To perform an economic analysis of waiting lines and define their economic costs, it is necessary to consider several variables. These include the waiting cost per period for each unit, the average number of units in the system, the service cost per period for each server, the number of servers, and the total cost per period (Anderson et al., 2015). In most cases, the service cost per time is easy to quantify, as it constitutes a proportion of the costs incurred when providing services.
Waiting cost per time is harder to quantify, as waiting per se does not involve immediate economic losses, but if lines become too long, customers will eventually choose other service providers and, thus, the costs will be incurred (Anderson et al., 2015). If one seeks to avoid it, it is necessary to assign a specific cost to a waiting period, which may be higher or lower depending on how important it is for the company t reduce waiting time (Anderson et al., 2015). Thus, defining the economic costs of waiting lines involves a combination of straightforward calculations based on precisely known variables and rough estimations.

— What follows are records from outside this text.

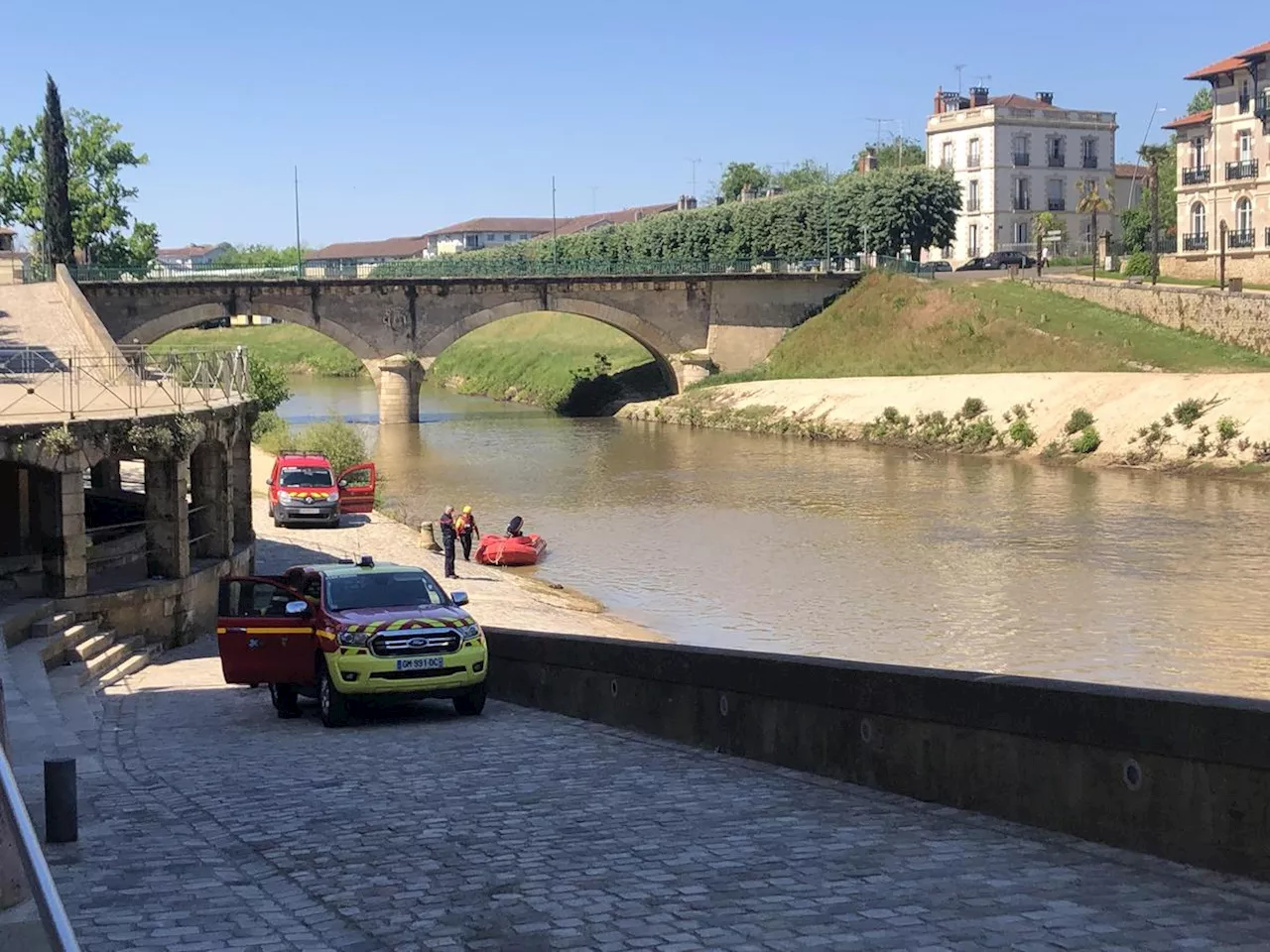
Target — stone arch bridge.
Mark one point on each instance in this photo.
(399, 325)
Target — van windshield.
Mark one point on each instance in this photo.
(305, 476)
(405, 589)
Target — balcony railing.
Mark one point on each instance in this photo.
(1246, 169)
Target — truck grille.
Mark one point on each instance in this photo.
(409, 644)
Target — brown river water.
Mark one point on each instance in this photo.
(780, 544)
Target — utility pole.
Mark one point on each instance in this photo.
(300, 267)
(694, 163)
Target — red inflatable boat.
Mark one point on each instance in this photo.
(502, 549)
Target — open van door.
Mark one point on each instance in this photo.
(357, 489)
(264, 633)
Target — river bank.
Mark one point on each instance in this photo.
(1160, 420)
(498, 597)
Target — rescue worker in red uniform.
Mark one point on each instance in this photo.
(465, 526)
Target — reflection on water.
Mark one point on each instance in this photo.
(761, 542)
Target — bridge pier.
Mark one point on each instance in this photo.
(398, 381)
(690, 368)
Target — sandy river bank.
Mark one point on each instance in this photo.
(1134, 414)
(498, 597)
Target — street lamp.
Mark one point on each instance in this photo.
(1133, 184)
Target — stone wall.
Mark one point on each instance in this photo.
(168, 612)
(1183, 775)
(1237, 318)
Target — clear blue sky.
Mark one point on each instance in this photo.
(408, 116)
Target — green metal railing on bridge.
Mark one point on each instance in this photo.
(460, 266)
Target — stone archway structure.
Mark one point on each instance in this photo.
(399, 325)
(659, 345)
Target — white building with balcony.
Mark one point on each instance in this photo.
(1223, 175)
(1016, 157)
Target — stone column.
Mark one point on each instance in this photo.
(211, 516)
(105, 475)
(240, 486)
(691, 367)
(58, 530)
(168, 518)
(399, 381)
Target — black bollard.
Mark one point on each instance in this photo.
(62, 801)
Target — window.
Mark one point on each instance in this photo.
(1089, 153)
(1243, 216)
(1199, 220)
(398, 589)
(1023, 194)
(305, 476)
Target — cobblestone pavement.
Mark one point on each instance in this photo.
(214, 825)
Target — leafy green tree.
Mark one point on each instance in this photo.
(103, 227)
(1201, 102)
(739, 176)
(56, 211)
(807, 175)
(899, 153)
(1091, 202)
(259, 257)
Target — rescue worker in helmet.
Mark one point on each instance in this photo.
(465, 526)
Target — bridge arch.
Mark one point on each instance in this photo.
(659, 344)
(157, 327)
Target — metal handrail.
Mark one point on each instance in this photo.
(40, 879)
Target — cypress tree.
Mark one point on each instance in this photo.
(59, 235)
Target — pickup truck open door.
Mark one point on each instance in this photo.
(264, 633)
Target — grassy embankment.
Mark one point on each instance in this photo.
(291, 347)
(899, 326)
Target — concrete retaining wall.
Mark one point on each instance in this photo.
(1182, 775)
(1236, 318)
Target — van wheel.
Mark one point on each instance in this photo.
(330, 702)
(284, 697)
(472, 702)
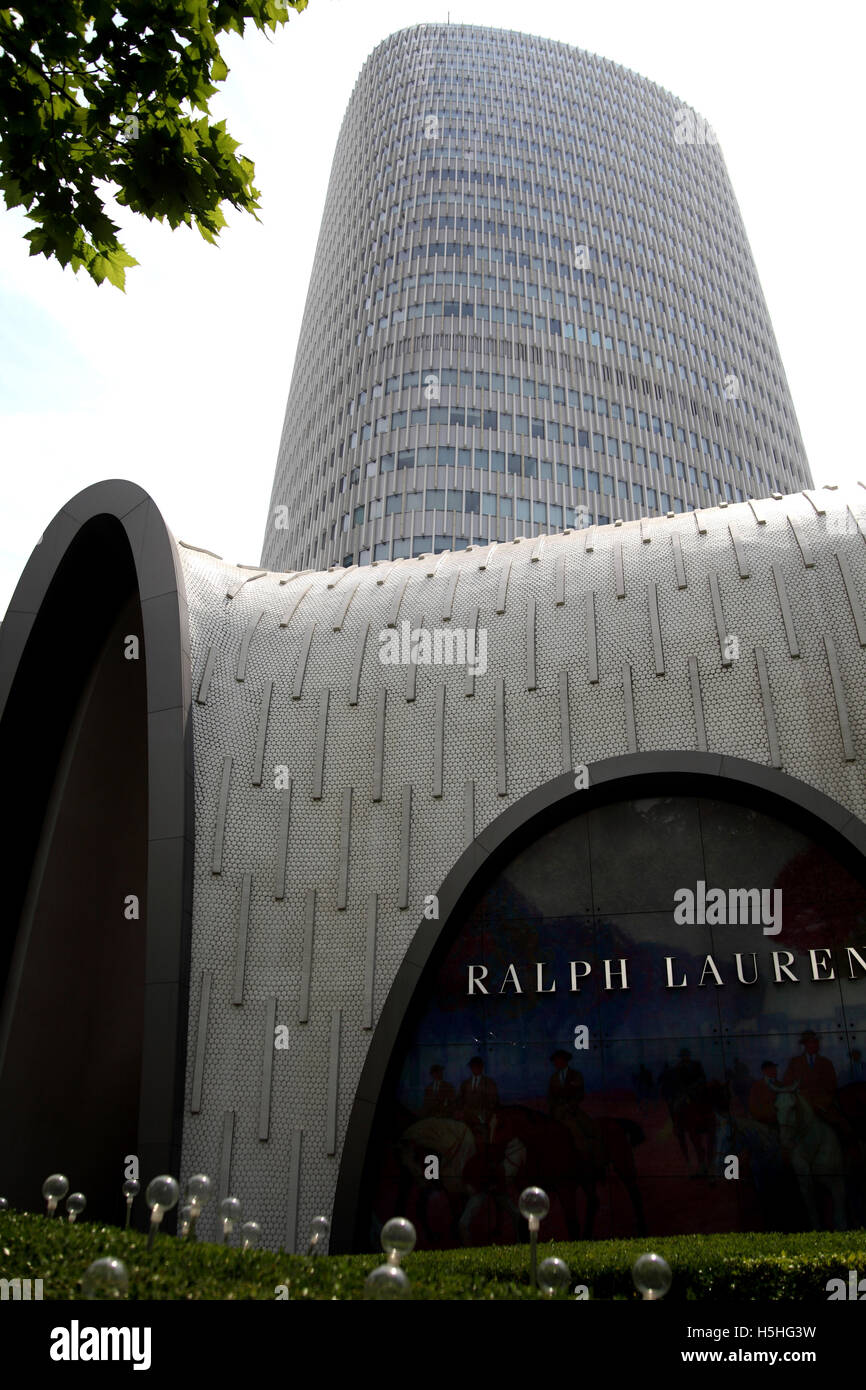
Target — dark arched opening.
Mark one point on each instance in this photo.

One may use such decision criteria as customer experience and customer dissatisfaction when choosing to expand services and, thus, reduce waiting time. Predicting customer dissatisfaction is possible through a hybrid model combining agent-based and discrete-event models (Alvarado-Valencia, Silva, & Montoya-Torres, 2017). Agent-based elements of the model are better suited to predict customer reaction on the micro-level, which can then be used for overreaching conclusions on the macro-level (Alvarado-Valencia et al., 2017). If the model demonstrates the levels of customer dissatisfaction with lines to be higher than acceptable, expanding services to reduce waiting lines is necessary.
References
Alvarado-Valencia, J. A., Silva, G. C. T., & Montoya-Torres, J. R. (2017). Modeling and simulation of customer dissatisfaction in waiting lines and its effects. Simulation: Transactions of the Society for Modeling and Simulation International, 93(2), 91–101.
Anderson, D. R., Sweeney, D. J., Williams, T. A, Camm, J. D., Cochran, J. J., Fry, M. J., & Ohlmann, J. W. (2015). Quantitative Methods for Business (13th ed.). Boston, MA: Cengage.